There was Grandpa Witmer’s Old Fashioned Peanut Butter Mixer Crank, a contraption that looks like a regular jar of peanut butter, but whose lid contains a handle that cranks a peanut grinder inside the jar. And the bird diaper. And the ash hole, a portable ash tray shaped like a bottle with a wide brim, that swallows cigarette ashes and prevents them from blowing around.
By this time last year, Greenberg had the makings of Gadget Nation, 100 of the best inventor stories he’d found.
THE AMERICAN DREAM
”One of the things I liked about my book is it’s very optimistic,” he said. “You have to believe in this world and this economy in order to convince yourself to take a chance. Lots of these people have cashed in 401(k)s, are using college funds, etc.

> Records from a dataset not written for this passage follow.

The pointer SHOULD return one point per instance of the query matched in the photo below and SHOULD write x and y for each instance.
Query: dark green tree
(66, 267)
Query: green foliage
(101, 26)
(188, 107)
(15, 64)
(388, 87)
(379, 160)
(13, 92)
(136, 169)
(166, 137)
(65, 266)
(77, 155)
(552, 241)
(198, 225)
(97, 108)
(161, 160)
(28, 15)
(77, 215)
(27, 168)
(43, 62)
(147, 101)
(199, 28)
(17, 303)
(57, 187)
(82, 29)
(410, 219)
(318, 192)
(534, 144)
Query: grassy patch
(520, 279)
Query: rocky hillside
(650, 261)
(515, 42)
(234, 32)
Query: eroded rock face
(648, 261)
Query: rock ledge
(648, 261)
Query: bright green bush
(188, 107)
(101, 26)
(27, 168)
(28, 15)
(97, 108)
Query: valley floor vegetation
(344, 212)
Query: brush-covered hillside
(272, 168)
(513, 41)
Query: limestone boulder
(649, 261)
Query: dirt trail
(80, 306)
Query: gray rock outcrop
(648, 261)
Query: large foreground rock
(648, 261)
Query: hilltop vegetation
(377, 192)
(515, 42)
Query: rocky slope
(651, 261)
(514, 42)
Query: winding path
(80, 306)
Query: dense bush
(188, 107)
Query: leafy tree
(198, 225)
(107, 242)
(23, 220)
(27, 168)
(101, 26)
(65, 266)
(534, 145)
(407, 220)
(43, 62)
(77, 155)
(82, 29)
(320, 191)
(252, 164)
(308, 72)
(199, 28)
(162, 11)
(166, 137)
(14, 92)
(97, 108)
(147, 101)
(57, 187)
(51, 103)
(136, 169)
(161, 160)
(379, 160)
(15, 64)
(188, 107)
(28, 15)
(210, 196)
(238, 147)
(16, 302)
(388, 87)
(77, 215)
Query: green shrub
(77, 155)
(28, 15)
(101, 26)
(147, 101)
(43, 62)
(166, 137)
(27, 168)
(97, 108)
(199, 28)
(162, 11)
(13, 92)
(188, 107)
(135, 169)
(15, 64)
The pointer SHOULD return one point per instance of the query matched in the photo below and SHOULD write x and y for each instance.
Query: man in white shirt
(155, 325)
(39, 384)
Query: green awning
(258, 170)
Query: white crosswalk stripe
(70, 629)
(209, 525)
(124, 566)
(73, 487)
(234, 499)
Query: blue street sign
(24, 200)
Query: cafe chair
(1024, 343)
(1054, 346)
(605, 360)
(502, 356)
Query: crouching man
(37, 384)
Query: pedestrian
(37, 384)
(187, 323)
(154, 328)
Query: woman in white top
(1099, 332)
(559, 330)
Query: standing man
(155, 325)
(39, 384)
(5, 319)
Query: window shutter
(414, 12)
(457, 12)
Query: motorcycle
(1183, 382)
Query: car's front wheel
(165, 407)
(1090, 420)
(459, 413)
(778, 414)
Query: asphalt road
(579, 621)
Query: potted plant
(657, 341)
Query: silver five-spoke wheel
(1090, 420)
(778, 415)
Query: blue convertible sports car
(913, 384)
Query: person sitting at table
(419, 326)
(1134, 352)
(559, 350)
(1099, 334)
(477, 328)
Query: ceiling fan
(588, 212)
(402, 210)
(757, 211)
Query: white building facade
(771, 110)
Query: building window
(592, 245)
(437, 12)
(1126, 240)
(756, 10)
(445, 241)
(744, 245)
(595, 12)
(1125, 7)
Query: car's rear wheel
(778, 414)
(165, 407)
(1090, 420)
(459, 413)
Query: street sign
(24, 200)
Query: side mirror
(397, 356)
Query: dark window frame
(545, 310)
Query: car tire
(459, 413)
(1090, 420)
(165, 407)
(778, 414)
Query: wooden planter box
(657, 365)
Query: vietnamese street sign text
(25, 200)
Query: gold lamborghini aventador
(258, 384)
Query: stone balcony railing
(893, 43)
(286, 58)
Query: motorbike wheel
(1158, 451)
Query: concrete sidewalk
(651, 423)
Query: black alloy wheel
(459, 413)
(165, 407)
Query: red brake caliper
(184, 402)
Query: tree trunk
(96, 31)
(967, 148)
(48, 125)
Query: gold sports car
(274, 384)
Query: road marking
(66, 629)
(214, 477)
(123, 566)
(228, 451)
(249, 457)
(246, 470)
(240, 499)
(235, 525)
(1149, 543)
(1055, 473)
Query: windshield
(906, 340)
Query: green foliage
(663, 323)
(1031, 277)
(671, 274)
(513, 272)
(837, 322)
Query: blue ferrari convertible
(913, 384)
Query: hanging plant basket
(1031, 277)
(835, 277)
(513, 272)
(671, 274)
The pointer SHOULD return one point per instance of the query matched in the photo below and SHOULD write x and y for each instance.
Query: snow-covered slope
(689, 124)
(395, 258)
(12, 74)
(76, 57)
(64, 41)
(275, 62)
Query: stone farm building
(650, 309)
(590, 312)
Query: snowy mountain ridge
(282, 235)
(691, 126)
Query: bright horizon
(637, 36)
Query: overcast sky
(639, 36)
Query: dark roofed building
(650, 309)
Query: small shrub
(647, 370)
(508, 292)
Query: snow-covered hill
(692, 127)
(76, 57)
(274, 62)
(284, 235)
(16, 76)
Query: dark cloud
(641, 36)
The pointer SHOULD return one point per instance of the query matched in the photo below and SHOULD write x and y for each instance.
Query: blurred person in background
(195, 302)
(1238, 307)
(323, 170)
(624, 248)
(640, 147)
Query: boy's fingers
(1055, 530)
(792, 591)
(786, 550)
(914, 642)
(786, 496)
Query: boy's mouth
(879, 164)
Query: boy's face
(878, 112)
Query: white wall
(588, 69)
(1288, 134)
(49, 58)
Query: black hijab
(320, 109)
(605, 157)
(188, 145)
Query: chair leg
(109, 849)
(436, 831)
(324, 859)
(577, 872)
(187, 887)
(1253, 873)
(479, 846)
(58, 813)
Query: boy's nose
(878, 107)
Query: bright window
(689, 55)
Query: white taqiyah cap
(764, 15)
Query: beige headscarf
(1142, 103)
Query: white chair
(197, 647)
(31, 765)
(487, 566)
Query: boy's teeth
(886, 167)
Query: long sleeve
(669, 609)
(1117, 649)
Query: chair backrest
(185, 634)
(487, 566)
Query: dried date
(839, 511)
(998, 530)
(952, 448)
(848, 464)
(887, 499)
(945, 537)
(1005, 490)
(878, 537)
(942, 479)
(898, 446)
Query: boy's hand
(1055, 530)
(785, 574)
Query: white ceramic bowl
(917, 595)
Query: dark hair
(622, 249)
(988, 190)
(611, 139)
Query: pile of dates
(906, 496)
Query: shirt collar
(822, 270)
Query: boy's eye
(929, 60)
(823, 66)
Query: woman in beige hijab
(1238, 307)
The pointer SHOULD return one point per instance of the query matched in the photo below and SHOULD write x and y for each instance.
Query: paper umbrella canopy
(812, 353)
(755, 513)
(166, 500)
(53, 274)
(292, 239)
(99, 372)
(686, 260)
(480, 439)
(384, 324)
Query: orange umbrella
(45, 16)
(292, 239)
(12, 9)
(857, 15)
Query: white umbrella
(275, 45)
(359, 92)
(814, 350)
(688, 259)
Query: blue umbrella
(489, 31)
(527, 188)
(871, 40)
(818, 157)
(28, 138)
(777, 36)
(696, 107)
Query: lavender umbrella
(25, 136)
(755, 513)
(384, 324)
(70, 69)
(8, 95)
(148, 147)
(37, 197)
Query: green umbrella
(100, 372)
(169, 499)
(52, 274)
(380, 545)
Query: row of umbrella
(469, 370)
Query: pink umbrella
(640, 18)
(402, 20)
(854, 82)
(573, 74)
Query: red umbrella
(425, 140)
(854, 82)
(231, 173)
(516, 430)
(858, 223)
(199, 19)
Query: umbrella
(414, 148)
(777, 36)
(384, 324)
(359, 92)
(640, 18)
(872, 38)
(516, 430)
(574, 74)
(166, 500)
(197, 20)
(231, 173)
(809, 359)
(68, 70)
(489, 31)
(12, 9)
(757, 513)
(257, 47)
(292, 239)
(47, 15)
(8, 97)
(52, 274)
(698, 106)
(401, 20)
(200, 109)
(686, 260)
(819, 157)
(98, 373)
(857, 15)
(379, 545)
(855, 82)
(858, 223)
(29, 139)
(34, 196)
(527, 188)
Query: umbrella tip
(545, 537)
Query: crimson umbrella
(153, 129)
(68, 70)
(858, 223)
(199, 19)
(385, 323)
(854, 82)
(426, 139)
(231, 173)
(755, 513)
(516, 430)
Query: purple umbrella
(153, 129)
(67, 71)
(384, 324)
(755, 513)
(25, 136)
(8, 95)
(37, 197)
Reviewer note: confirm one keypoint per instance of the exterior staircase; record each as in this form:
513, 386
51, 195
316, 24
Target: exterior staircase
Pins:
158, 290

“Not all of them have been financially successful. But the American dream is about entrepreneurship and reaching for that brass ring. You have a smart idea in this country, you can do it. Think about it. If you’re the person who comes up with the next Wite-Out or Post-It notes, you change your life forever.”
Greenberg won’t cite a favorite invention, but among his most memorable are the E-Z Lift Turkey Transport, a Z-shaped device with a handle that allows you to skewer a full-sized cooked turkey and carry it that way, so as not to risk dropping a hot pan full of hot bird and grease.
He’s also a fan of the Repillable Card, a credit card-sized piece of plastic, with a raised, hollow top that allows you to carry medicines in your wallet.
The craziest invention in the book might be the Nipple Enhancers, which are probably self explanatory. The ”enhancers” became a big hit several years ago, when Sex in the City featured them in an episode.
These days Greenberg is busy promoting Gadget Nation, sifting through the dozen or so e-mails a day he gets from hopeful inventors, and traveling to produce a gadget and invention show he hosts in five American cities.
”The next great mouse trap is out there,” he said. “And when it’s discovered, I want to be there.”